The argument is that a fat tax would encourage healthier eating and raise revenue to be spent on public health care. Critics argue the tax will be regressive – taking more from low-income groups.
It would be similar in principle to a cigarette or alcohol tax.
Pros of a Fat Tax
- Social cost. A fat tax would make people pay the social cost of unhealthy food. Consumption of fatty foods have external costs on society. For example, eating unhealthy foods contributes to the problem of obesity. Obesity is estimated to cost the UK economy around £6.6–7.4 billion a year. (Blackwell-Synergy) . These costs are due to
- NHS costs of treating disease related to obesity, such as heart disease, angina, diabetes, strokes.

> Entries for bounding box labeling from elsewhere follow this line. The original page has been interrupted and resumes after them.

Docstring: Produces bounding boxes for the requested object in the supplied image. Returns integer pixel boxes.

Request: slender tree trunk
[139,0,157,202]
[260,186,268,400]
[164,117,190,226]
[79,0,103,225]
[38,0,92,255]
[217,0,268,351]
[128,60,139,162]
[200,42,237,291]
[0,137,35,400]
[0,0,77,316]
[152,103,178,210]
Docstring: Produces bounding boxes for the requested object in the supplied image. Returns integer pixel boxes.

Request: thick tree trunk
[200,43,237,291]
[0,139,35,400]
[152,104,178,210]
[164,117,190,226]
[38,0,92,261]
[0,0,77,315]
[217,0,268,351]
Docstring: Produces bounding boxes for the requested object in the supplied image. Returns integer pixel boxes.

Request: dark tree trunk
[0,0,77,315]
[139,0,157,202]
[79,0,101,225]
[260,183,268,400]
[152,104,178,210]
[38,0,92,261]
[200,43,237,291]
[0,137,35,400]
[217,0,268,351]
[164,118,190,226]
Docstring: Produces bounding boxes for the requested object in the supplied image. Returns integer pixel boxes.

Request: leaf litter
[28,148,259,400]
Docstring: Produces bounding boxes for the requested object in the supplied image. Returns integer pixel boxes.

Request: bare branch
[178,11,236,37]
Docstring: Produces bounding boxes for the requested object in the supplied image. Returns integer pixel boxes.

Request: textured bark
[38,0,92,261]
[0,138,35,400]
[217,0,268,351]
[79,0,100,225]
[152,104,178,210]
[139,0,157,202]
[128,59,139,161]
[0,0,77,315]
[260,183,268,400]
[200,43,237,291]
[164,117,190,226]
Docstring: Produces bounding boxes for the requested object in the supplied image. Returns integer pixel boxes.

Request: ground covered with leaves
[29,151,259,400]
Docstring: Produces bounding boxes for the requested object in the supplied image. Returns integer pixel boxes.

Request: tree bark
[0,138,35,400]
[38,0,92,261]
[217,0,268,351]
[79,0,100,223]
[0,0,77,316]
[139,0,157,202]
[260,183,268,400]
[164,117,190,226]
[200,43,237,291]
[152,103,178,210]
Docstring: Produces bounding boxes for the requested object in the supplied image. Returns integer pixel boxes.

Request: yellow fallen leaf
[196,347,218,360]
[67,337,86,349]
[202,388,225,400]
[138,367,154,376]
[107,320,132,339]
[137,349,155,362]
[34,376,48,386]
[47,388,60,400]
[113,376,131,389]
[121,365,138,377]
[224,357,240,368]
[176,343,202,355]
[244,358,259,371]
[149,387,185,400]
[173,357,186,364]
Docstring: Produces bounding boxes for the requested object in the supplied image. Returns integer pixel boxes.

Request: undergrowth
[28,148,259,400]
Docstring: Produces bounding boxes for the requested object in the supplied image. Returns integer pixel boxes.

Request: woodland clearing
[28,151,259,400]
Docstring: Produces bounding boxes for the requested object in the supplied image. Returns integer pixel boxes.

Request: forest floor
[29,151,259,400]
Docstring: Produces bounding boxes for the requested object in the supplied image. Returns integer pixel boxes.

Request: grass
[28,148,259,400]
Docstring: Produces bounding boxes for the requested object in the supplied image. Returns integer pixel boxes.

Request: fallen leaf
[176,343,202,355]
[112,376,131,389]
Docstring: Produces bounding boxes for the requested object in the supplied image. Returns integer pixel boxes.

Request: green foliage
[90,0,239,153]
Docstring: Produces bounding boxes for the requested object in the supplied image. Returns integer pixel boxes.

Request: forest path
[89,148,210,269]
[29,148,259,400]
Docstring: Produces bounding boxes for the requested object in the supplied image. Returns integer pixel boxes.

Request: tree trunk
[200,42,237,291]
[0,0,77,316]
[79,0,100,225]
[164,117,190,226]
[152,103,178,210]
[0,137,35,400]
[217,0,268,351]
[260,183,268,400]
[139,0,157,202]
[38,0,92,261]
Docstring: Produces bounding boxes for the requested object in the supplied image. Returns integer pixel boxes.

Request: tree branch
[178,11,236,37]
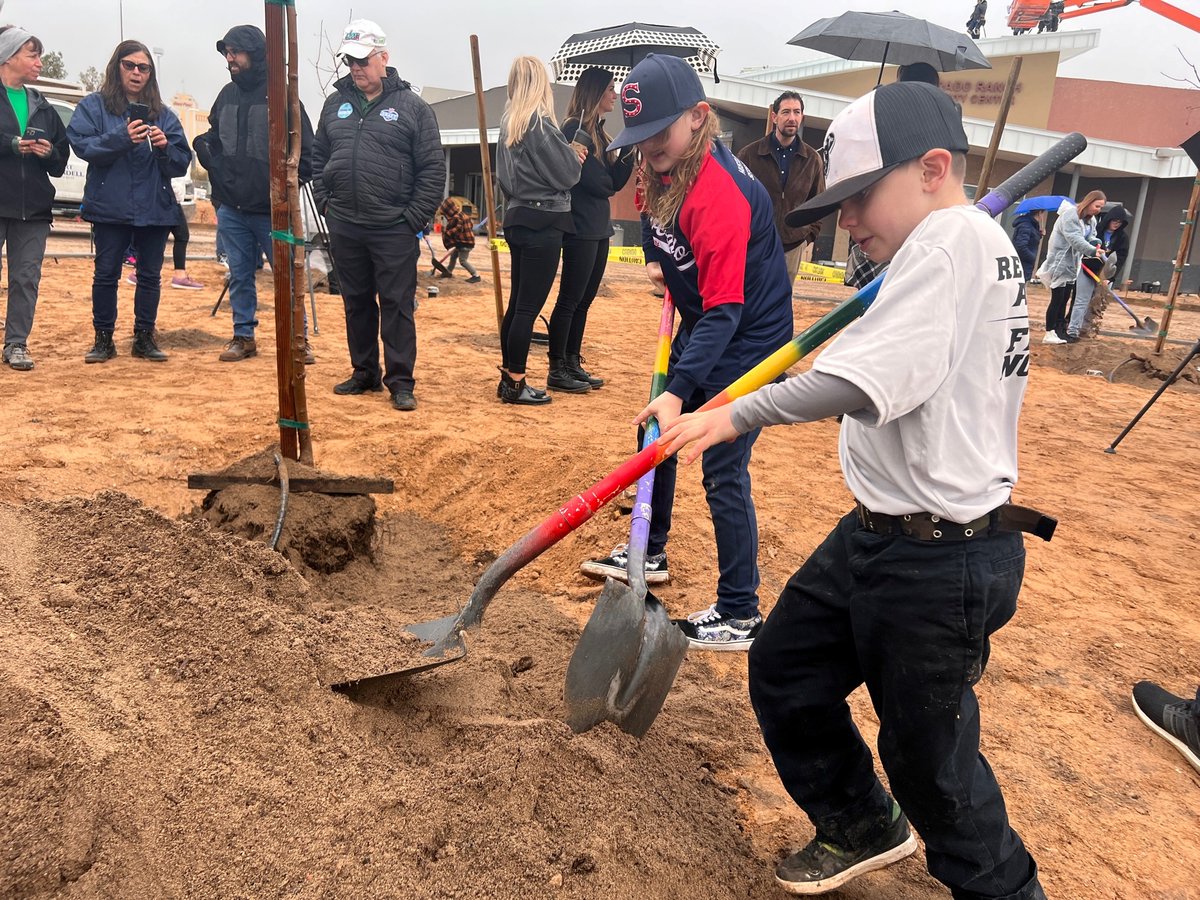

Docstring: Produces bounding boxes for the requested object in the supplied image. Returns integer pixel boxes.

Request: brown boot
[217,335,258,362]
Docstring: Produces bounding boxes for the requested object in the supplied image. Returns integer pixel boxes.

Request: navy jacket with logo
[312,67,446,232]
[642,142,792,400]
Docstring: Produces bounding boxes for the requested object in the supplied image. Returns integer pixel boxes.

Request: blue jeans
[750,512,1037,900]
[91,222,170,331]
[217,205,275,338]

- Time lost at work due to obesity issues.
- Lost earnings from obesity-related disease and premature death.
- Those who are obese are 25% less likely to be in employment, leading to lower tax revenue and higher welfare spending on benefits. A tax on fatty foods would make people pay the social cost of these foods. Increasing the cost of unhealthy foods, would reduce demand and play a role in reducing obesity levels. Making people pay social cost would achieve a more efficient allocation of resources. (see theory of tax on negative externality)
- Encourage a healthier diet. A tax on unhealthy foods would encourage people to choose healthier foods which lead to improved health and would help reduce related disease. A fat tax would also encourage producers to supply foods lower in fat and sugar. Fast food outlets would have an incentive to provide a wider range of foods.
- Raise revenue. Through increasing tax on fatty foods, the government could raise substantial sums of money. They could use this revenue to offset other taxes – such as decrease the basic rate of VAT. Therefore, a fat tax could be revenue-neutral (no overall increase in tax revenue). Alternatively, the money raised from ‘fat tax’ could be used to spend treating health costs of obesity.
- Equity neutral. Also, a fat tax could be equity neutral. Some may say a fat tax is regressive (takes a higher % of income from low-income families), but if other regressive taxes are reduced the overall impact on equality should be unchanged.
- Similar taxes such as cigarette taxes have been widely accepted and contributed to long-term fall in cigarette smoking rates.
Cons of Fat Tax
- Which foods? Difficult to know which foods deserve a fat tax. e.g. cheese has high-fat content. Many foods could contribute to obesity if consumed in sufficient quantities.
- Many factors behind obesity. Obesity is caused by more factors than just over-consumption of ‘high fat’ high sugar foods. It includes issues such as the size of portions, levels of exercise and genetic factors.
- Administration costs in collecting tax from unhealthy foods.
- Likely to be regressive. Often people on low-incomes spend a high % of their income on ‘unhealthy foods’.
- Costs of obesity may be over-estimated. Obese people have lower life expectancy and so save government pension costs and health care costs in old age.
- Political costs of introducing a new tax – people dislike the idea of ‘nanny-state’ discouraging certain behaviours.